Adult Entertainment Association of Canada
- Type: NGO
- Legal status: Coalition
- Purpose: To promote the interests of 53 strip clubs
- Location: Canada;
- Region served: Ontario
- Membership: Strip club owners and agents
- Official language: English
- Director: Tim Lambrinos
- Website: www.adultentertainmentassociation.ca

= Adult Entertainment Association of Canada =

The Adult Entertainment Association of Canada (AEAC; also called the Adult Association of Canada) is a coalition of strip club owners and their agents that represents 53 of the 140 strip clubs in Ontario, Canada. Tim Lambrinos is the organization's director.

== History ==
The Exotic Dancers' Alliance (EDA), a collective that was founded in 1995 to bring together both former and current strippers and their supporters, sought to establish minimum employment standards for strippers in Ontario by contending with the AEAC, but the EDA ceased to exist in 2004. Also in 2004, Ottawa instituted a law against lap dancing, and the AEAC unsuccessfully attempted to have the law overturned in 2007. Starting in 2004, the AEAC and the Department of Citizenship and Immigration Canada became embroiled in a long-standing controversy about work permits for foreign workers to be hired for the purpose of striptease.

In 2008, when Minister of Citizenship and Immigration Diane Finley allegedly received threats from sex industry officials in relation to her support of Bill C-17, which sought to allow immigration officers to deny temporary visas to prospective strippers if they were suspected to be sex trafficking victims, Lambrinos said that "it's not plausible" that any of the AEAC strip clubs were responsible for the threats.

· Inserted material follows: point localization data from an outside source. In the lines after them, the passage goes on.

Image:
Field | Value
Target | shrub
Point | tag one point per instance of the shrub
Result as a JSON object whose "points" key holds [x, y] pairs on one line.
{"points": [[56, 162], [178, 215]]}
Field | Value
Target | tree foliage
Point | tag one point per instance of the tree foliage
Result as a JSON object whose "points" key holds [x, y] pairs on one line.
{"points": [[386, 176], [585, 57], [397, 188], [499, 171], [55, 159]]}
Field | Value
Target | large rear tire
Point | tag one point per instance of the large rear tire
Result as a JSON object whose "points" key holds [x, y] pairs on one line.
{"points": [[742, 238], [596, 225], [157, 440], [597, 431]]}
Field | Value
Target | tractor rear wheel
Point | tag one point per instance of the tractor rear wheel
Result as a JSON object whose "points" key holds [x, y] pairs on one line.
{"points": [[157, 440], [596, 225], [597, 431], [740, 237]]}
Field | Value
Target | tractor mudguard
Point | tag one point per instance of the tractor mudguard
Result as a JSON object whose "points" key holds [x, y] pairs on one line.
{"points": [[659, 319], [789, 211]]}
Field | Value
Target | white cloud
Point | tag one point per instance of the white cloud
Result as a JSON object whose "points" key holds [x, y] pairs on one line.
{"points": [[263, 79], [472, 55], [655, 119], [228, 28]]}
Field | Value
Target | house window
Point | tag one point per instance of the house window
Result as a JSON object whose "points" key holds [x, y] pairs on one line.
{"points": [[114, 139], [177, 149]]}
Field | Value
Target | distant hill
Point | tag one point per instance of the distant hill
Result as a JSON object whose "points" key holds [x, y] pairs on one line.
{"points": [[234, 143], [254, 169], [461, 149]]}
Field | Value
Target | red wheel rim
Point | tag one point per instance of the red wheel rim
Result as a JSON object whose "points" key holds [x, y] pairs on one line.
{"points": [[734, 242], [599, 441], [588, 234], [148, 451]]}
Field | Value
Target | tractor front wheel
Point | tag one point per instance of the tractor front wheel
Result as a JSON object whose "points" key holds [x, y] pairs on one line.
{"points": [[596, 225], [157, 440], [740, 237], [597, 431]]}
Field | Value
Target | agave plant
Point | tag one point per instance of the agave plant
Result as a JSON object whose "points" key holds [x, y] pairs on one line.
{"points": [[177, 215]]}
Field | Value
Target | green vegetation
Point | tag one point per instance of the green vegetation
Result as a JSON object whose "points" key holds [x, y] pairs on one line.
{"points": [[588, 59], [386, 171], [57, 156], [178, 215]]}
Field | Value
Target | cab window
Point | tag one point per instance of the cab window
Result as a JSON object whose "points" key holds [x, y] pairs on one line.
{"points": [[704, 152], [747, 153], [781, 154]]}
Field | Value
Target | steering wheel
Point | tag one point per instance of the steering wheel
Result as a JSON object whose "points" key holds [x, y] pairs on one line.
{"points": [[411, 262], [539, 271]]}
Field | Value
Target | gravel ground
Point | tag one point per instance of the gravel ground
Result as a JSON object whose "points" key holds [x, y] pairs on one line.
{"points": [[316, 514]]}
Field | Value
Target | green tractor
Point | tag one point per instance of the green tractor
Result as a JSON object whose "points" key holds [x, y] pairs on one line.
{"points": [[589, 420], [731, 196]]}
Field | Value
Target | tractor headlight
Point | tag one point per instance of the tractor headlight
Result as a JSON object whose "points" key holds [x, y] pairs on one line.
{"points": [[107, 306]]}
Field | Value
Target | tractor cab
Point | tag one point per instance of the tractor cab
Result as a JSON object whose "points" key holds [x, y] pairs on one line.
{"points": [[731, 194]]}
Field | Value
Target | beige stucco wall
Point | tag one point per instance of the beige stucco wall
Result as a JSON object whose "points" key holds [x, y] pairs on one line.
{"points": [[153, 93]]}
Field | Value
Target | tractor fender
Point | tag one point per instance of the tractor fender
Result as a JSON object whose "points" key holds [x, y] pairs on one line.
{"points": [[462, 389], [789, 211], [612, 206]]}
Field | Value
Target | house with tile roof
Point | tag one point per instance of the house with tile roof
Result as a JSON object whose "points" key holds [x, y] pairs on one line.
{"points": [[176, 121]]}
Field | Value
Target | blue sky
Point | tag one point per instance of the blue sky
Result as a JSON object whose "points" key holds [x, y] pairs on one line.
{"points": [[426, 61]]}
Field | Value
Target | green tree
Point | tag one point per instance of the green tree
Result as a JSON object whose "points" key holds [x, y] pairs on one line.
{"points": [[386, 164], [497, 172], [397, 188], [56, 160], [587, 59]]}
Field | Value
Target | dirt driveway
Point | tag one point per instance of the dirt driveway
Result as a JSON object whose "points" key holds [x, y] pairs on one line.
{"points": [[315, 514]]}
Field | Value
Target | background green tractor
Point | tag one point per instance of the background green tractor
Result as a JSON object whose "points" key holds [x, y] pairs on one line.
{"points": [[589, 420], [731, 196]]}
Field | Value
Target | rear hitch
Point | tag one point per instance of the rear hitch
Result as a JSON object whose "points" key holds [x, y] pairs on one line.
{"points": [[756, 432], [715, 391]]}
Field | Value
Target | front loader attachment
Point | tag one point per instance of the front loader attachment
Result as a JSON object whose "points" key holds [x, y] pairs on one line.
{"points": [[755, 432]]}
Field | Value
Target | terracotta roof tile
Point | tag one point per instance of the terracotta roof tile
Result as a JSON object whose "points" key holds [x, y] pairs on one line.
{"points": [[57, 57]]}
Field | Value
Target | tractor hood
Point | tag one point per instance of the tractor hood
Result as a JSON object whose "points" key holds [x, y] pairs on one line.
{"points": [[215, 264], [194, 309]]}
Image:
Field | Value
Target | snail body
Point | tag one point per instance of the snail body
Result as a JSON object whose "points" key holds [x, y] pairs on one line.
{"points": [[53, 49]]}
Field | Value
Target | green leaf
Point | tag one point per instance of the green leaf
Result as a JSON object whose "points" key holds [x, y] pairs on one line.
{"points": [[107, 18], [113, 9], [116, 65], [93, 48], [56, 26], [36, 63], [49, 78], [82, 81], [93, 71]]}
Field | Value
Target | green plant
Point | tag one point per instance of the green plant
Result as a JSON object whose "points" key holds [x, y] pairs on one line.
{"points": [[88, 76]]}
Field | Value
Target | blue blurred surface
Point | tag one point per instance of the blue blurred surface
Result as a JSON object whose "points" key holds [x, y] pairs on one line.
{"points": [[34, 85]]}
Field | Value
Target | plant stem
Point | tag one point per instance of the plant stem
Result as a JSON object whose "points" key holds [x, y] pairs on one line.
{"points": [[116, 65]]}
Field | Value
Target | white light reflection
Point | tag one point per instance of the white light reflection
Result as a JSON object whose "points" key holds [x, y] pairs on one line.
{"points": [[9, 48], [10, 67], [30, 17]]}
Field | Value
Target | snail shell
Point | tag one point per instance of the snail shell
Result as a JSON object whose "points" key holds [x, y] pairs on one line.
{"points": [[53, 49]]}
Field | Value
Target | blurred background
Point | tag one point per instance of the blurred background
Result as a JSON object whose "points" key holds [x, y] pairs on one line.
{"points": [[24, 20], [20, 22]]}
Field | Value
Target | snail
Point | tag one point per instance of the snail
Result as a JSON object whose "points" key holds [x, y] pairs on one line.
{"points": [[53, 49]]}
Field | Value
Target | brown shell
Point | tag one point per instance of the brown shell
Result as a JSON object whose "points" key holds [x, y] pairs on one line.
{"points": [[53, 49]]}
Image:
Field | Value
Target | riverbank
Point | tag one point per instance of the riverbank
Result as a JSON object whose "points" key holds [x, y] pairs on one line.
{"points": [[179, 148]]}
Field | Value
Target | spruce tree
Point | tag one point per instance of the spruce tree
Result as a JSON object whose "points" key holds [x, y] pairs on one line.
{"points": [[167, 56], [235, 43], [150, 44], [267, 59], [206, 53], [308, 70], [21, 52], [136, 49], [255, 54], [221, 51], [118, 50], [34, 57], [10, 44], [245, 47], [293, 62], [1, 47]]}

In 2009, the AEAC invited Toronto City Council members to attend a free lunch at a strip club in the city, and three councillors accepted the invitation.

The AEAC released a statement in 2010 that the government's crackdown on sex industry worker visas had resulted in a stripper shortage, and Minister of Public Safety Vic Toews responded by saying that the strip clubs that were short on strippers because of the crackdown were engaging in human trafficking. Toews then ordered the Royal Canadian Mounted Police to investigate the relevant strip clubs in order to determine whether or not the strippers working there were illegal immigrants or sex trafficking victims, and the AEAC launched a campaign to deny these allegations.